Barnsteiner: Wir definieren unsere Ziele gerade neu und streben ein energieautarkes Dorf an. Finanziell mag das oft schwierig sein, aber man muss manchmal auch antizyklisch handeln. Auch wenn manche Gemeinderäte eher ans Sparen denken. Breitenmoser: Wir denken auch in diese Richtung. Aber auch eine Fahrradwegverbindung von Kraftisried nach Günzach schwebt mir vor. Wichtig ist, dass man die Bürger an der Politik teilhaben lässt. Schröder: Das haben wir gerade bei der Dorferneuerung festgestellt. Wenn die Bürger dabei sind, akzeptieren sie Entscheidungen auch. Barnsteiner: Man muss die Bürger beteiligen und ihr Fachwissen mit ins Boot holen.

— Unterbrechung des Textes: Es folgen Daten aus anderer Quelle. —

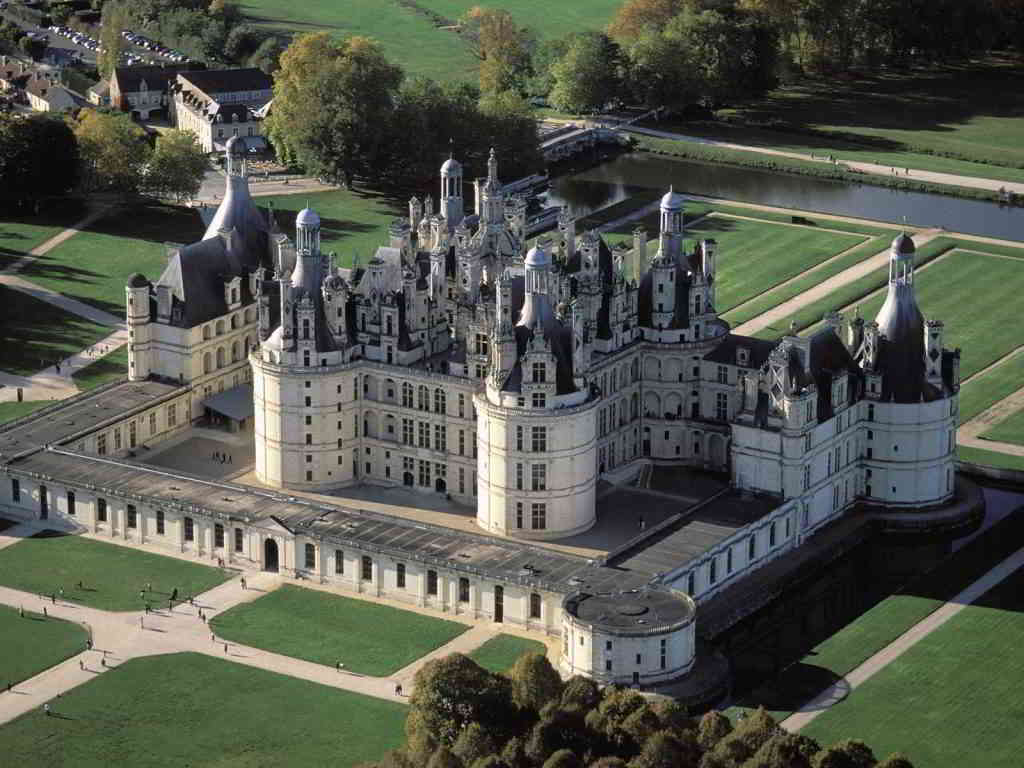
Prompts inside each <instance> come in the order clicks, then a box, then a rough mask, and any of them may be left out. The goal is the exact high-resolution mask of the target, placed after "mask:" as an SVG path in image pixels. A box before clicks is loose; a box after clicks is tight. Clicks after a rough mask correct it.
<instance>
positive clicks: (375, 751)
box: [0, 653, 408, 768]
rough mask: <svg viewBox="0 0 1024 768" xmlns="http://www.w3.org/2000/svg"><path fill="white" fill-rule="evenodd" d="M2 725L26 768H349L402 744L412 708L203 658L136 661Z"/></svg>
mask: <svg viewBox="0 0 1024 768" xmlns="http://www.w3.org/2000/svg"><path fill="white" fill-rule="evenodd" d="M50 706H51V708H52V711H53V712H54V714H55V715H56V716H57V717H46V716H45V715H44V714H43V713H42V712H41V711H40V710H39V708H36V709H34V710H33V711H32V712H31V713H29V714H27V715H24V716H22V717H20V718H17V719H16V720H14V721H12V722H10V723H7V724H6V725H3V726H0V754H3V755H6V756H7V761H9V763H10V764H11V765H17V766H19V767H20V768H44V767H48V766H55V765H67V766H76V767H77V768H106V766H112V765H126V766H133V767H137V768H177V767H179V766H186V765H187V766H214V765H216V766H230V767H231V768H261V767H262V766H291V765H309V766H326V765H331V766H340V767H341V768H350V766H355V765H358V764H360V763H368V762H372V761H377V760H379V759H380V758H381V757H382V756H383V755H384V753H385V752H387V751H388V750H393V749H395V748H397V746H399V745H400V744H401V742H402V741H403V739H404V736H403V732H402V723H403V721H404V719H406V714H407V712H408V710H407V708H406V707H404V706H403V705H399V703H395V702H392V701H385V700H382V699H378V698H372V697H370V696H362V695H358V694H356V693H351V692H349V691H344V690H338V689H336V688H331V687H328V686H326V685H317V684H315V683H310V682H307V681H305V680H299V679H297V678H293V677H288V676H286V675H278V674H274V673H272V672H266V671H264V670H260V669H256V668H253V667H247V666H244V665H240V664H233V663H231V662H228V660H225V659H223V658H217V657H212V656H206V655H202V654H199V653H175V654H169V655H161V656H147V657H144V658H133V659H131V660H128V662H125V663H124V664H121V665H119V666H117V667H115V668H114V669H112V670H109V671H108V672H104V673H103V674H102V675H98V676H97V677H96V678H95V679H94V680H92V681H91V682H89V683H86V684H85V685H81V686H79V687H77V688H74V689H72V690H70V691H68V692H67V693H65V694H63V695H62V696H61V697H60V698H56V699H53V701H52V702H51V705H50Z"/></svg>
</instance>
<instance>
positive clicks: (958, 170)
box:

Was muss passieren, damit mehr Frauen in die Kommunalpolitik gehen?

Schröder: Ich habe festgestellt, dass man die Frauen direkt ansprechen muss, dann springen sie über ihren Schatten und machen mit. Viele Frauen sind schon wesentlich selbstbewusster als früher. Und sie haben durch Einrichtungen wie Kinderkrippen auch viel mehr Zeit. Breitenmoser: Im Grunde genommen müssen die Männer umdenken. Und auch die Bürger: Sie müssten mehr Frauen wählen.